OCC-MP: A Max-Pressure framework to prioritize transit and high occupancy vehicles

TL;DR

OCC-MP is a novel max-pressure based traffic signal control algorithm that prioritizes transit and high-occupancy vehicles by considering passenger occupancy, improving transit efficiency and reducing congestion without dedicated lanes.

Contribution

It introduces a new algorithm that incorporates passenger occupancy into max-pressure control, enabling effective transit prioritization in mixed traffic without dedicated lanes.

Findings

OCC-MP improves transit priority and reduces congestion in simulations.

The algorithm is robust to occupancy estimation errors.

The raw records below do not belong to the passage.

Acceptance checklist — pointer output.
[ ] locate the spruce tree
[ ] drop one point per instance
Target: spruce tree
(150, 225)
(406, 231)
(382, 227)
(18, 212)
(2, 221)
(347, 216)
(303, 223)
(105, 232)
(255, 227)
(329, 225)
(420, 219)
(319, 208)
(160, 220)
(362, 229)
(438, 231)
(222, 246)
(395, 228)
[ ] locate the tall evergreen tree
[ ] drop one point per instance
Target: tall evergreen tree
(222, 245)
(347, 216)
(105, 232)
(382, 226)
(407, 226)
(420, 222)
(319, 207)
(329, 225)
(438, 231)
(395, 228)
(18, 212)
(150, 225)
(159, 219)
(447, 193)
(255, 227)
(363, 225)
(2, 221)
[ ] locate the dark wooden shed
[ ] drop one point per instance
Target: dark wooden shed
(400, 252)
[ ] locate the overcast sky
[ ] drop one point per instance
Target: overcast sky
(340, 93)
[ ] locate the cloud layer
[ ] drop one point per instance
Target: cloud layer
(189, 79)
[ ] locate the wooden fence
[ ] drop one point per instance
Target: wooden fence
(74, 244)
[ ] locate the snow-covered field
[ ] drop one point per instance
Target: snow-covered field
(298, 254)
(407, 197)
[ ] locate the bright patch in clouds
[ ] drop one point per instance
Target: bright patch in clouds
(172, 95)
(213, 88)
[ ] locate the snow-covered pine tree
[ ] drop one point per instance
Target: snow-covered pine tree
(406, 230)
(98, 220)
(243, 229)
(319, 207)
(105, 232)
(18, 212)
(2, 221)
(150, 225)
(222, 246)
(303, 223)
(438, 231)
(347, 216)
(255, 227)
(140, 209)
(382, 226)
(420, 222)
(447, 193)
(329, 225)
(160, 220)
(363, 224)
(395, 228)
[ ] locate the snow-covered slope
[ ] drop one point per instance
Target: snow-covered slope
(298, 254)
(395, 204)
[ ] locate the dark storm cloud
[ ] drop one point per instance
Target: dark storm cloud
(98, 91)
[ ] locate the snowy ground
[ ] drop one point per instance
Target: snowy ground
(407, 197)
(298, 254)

OCC-MP outperforms baseline methods at low connected vehicle penetration rates.

Abstract

Max-pressure (MP) is a decentralized adaptive traffic signal control approach that has been shown to maximize throughput for private vehicles. However, MP-based signal control algorithms do not differentiate the movement of transit vehicles from private vehicles or between high and single-occupancy private vehicles. Prioritizing the movement of transit or other high occupancy vehicles (HOVs) is vital to reduce congestion and improve the reliability and efficiency of transit operations. This study proposes OCC-MP: a novel MP-based algorithm that considers both vehicle queues and passenger occupancies in computing the weights of movements. By weighing movements with higher passenger occupancies more heavily, transit and other HOVs are implicitly provided with priority, while accounting for any negative impacts of that priority on single occupancy vehicles. And, unlike rule-based transit signal priority (TSP) strategies, OCC-MP more naturally also accommodates conflicting transit routes at a signalized intersection and facilitates their movement, even in mixed traffic without dedicated lanes. Simulations on a grid network under varying demands and transit configurations demonstrate the effectiveness of OCC-MP at providing TSP while simultaneously reducing the negative impact imparted onto lower occupancy private vehicles. Furthermore, OCC-MP is shown to have a larger stable region for demand compared to rule-based TSP strategies integrated into the MP framework. The performance of OCC-MP is also shown to be robust to errors in passenger occupancy information from transit vehicles and can be applied when passenger occupancies of private vehicles are not available. Finally, OCC-MP can be applied in a partially connected vehicle (CV) environment when a subset of vehicles is able to provide information to the signal controller, outperforming baseline methods at low CV penetration rates.